Let's see more examples of os.listdir:

In [12]:
os.listdir('testdir')
Out[12]:
['.DS_Store',
 '.numbers',
 'hyp.py',
 'pset',
 'pubs.json',
 'remember',
 'tracks.csv']
In [13]:
os.listdir('testdir/remember')
Out[13]:
['.DS_Store', 'ephemeral.py', 'memories.txt', 'persistent.py']
In [14]:
os.listdir('testdir/pset')
Out[14]:
['.DS_Store', 'scene', 'shrub']
In [15]:
os.listdir('testdir/pset/scene')
Out[15]:
['.DS_Store', 'cs1graphics.py']
In [16]:
os.listdir('testdir/pset/shrub')
Out[16]:
['.DS_Store', 'images', 'shrub.py']

YOUR TURN: Below, write a command that lists the content for the subfolder "images".
The expected result is ['shrub1.png', 'shrub2.png'].

In [17]:
# Write your command here
os.listdir('testdir/pset/shrub/images')
Out[17]:
['.DS_Store', 'shrub1.png', 'shrub2.png']
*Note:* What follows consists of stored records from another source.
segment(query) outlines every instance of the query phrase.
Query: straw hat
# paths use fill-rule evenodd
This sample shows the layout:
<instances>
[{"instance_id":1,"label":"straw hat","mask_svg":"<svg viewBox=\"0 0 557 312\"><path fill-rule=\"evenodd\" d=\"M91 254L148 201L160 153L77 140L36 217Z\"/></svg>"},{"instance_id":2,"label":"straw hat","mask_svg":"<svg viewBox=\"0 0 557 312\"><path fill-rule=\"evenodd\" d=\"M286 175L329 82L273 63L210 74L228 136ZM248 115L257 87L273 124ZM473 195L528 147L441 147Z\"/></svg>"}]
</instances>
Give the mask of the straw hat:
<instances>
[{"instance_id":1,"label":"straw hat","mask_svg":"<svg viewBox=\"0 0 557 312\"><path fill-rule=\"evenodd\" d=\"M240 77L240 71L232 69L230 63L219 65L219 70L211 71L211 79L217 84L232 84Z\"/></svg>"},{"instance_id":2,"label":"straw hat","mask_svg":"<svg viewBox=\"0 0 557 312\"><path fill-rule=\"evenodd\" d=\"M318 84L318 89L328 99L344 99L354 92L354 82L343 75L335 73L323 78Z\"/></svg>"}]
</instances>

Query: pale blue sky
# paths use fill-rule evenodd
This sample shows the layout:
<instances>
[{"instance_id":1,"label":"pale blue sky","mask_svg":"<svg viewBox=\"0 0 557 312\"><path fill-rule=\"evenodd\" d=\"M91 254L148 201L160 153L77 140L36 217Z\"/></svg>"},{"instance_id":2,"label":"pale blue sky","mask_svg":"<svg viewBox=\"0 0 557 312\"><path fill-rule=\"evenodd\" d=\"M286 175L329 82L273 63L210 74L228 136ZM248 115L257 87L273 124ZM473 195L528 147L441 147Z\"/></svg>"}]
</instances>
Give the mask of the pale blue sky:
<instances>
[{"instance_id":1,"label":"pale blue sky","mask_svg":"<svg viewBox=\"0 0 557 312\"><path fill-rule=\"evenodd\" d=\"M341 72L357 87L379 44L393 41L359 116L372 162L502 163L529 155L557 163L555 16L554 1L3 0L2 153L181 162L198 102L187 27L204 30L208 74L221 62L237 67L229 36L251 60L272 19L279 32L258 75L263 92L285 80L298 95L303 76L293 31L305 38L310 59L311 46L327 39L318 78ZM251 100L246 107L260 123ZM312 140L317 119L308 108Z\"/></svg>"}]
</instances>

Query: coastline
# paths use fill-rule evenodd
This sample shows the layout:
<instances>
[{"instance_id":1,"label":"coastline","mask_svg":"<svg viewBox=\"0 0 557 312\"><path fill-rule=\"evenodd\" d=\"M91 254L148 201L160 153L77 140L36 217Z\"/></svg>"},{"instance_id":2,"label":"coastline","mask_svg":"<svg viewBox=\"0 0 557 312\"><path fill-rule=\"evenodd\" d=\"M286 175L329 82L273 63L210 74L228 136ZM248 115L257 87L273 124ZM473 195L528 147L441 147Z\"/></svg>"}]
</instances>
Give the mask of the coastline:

What happens if the os.listdir is given the name of a nondirectory file or a nonexistent file?

In [18]:
os.listdir('testdir/hyp.py')
---------------------------------------------------------------------------
NotADirectoryError                        Traceback (most recent call last)
<ipython-input-18-eb97991bd016> in <module>()
----> 1 os.listdir('testdir/hyp.py')

NotADirectoryError: [Errno 20] Not a directory: 'testdir/hyp.py'
In [19]:
os.listdir('remember') # Not a subdirectory of the connected directory
---------------------------------------------------------------------------
FileNotFoundError                         Traceback (most recent call last)
<ipython-input-19-8d8dc5976bfa> in <module>()
----> 1 os.listdir('remember') # Not a subdirectory of the connected directory

FileNotFoundError: [Errno 2] No such file or directory: 'remember'

(c) Does this path exist?

The os.path.exists function determines whether the given name denotes a file/directory in the filesystem.

In [20]:
os.path.exists('testdir/remember/memories.txt')
Out[20]:
True
In [21]:
os.path.exists('testdir/remember')
Out[21]:
True
In [22]:
os.path.exists('catPlaysPiano.jpg')
Out[22]:
False
In [23]:
os.path.exists('remember')
Out[23]:
False

Note that the search for a file/directory begins in the working directory, which in the above examples is the lec_fileTrees directory. This is why os.path.exists('testdir/remember') is True but os.path.exists('remember') is False.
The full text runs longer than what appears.